Coastal throughput is expected to increase from 60mt in FY21 to 131mt in FY24 reflecting a healthy compound annual growth rate (CAGR) of around 30%, the report said. The same was largely driven by an increase in cargo movement on the eastern coast with the ramp-up of overall volumes at Paradip, Gangavaram, Krishnapatnam, Dhamra and Gopalpur ports. Contribution of coal cargo of the overall coastal volumes has increased from 22% in FY21 to 33% in FY24.
“The Red Sea crisis has led to an increase in voyage span by 15-20 days, in addition to higher freight rates," said Desai. However, the capacity liners' readiness to expand container capacity—owing to healthy profitability by chartering additional vessels, cascading capacity from other regions, and accelerating fleet renewal—bodes well for balancing the increased transit times. The impact on cargo will primarily affect food grains and other perishable items, along with freight-sensitive or low-value cargo, which is estimated at 10-15% of container volumes. Going forward, a significant movement in charter rates that could impact cargo volumes and addition of by shipping lines will be a key monitorable.
India relies on the Suez Canal route for its trade with European countries, North Africa, and the Americas, which collectively account for about 35% of India's total foreign trade, primarily in the container segment. However, the impact on cargo will primarily affect food grains and other perishable items, along with freight-sensitive or low-value cargo, which together constitute 10-15% of the total volumes.
India’s maritime sector is represented by the 12 major ports and more than 200 non-major ports along the 7,500 km of coastline.
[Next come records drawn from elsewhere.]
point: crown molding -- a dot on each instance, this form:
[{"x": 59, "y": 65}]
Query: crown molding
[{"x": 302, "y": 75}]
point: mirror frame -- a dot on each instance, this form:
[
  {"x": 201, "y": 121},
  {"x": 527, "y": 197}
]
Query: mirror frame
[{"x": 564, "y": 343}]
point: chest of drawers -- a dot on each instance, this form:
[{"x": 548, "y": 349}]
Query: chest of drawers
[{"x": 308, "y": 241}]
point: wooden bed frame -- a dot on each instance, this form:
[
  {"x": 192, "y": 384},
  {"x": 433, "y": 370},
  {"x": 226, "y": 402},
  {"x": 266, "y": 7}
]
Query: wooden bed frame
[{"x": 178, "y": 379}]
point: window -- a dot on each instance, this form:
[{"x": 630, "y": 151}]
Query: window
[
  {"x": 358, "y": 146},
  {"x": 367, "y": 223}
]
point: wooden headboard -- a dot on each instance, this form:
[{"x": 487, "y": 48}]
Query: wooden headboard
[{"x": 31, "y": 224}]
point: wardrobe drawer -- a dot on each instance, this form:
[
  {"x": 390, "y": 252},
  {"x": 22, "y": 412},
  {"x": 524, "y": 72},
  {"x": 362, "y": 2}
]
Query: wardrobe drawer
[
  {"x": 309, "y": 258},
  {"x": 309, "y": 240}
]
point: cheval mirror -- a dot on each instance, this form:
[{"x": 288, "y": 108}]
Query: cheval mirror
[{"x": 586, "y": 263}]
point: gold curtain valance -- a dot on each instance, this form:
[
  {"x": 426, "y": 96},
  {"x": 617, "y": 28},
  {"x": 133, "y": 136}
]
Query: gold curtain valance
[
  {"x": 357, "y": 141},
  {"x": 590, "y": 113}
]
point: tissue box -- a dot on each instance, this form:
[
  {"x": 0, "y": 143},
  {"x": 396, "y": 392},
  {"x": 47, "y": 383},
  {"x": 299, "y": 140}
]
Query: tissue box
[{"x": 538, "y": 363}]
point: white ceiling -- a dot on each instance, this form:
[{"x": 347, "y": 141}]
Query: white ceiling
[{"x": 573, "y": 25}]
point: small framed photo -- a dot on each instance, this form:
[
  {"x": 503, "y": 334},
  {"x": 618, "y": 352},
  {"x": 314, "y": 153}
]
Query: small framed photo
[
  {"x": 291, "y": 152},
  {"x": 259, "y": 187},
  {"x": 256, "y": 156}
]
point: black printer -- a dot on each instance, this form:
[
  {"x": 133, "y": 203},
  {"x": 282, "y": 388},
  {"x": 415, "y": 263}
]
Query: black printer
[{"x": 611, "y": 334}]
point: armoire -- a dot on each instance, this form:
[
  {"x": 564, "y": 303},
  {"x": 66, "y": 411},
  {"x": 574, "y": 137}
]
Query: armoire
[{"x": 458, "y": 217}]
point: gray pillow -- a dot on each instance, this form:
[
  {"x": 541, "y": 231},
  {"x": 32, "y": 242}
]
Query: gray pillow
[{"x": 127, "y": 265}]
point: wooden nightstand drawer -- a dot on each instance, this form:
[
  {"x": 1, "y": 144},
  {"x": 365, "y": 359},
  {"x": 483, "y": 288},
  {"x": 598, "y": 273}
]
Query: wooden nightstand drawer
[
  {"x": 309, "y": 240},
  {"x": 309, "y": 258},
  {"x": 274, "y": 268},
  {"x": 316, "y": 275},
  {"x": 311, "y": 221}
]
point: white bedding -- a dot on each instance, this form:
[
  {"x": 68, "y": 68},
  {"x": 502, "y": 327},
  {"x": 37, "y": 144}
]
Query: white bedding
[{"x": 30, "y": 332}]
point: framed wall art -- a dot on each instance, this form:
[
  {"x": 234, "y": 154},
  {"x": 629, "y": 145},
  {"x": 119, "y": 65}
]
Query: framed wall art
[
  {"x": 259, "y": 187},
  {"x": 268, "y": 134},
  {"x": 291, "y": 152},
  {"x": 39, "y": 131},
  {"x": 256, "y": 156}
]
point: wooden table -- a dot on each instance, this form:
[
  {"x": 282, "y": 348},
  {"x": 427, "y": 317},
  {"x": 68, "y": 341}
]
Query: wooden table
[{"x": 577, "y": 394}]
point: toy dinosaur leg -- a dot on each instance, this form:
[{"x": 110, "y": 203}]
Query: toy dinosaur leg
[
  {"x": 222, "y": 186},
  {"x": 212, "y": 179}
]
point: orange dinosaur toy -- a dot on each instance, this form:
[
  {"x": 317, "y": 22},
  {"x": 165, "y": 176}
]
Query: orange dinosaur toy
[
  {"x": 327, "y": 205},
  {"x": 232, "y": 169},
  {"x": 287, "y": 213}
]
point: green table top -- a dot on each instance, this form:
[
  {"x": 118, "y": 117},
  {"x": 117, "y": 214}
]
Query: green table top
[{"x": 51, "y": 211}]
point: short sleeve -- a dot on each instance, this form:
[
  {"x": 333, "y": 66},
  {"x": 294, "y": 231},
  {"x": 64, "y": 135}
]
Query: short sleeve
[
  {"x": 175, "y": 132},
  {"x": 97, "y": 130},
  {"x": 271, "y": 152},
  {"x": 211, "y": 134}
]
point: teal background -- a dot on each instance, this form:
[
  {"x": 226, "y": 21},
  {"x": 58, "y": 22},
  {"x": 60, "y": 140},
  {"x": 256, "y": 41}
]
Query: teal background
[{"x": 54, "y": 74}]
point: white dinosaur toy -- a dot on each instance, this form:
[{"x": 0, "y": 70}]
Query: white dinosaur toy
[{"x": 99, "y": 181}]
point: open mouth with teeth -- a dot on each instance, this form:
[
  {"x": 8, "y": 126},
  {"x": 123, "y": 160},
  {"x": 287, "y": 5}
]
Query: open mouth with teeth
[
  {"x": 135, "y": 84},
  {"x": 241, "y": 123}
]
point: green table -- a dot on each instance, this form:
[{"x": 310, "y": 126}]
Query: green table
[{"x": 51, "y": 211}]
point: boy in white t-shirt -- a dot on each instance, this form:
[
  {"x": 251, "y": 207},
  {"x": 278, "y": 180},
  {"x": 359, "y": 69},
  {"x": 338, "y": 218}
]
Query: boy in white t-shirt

Overall, cargo throughput at Indian ports is at its all-time peak at 1,539mt for the financial year ended 31 March 31 2024 representing 7% growth over FY23. Cargo throughput for FY21-24 was also healthy with a CAGR of 7%.
Resilient economic activity, increasing demand & consumption of major commodities, declining shipping freights and traffic recovery post covid were the prominent growth drivers, CareEdge Ratings said.
Cargo at Indian ports is dominated by 3Cs. i.e. crude oil (termed as Petroleum Oil Lubricants (POL)), coal and containers. These three commodities represent 74-75% of total cargo throughput handled by ports. Over the past three years ended FY24, POL witnessed a moderate CAGR of 4% while coal and container volumes witnessed healthy CAGR of 13% and 9%, respectively.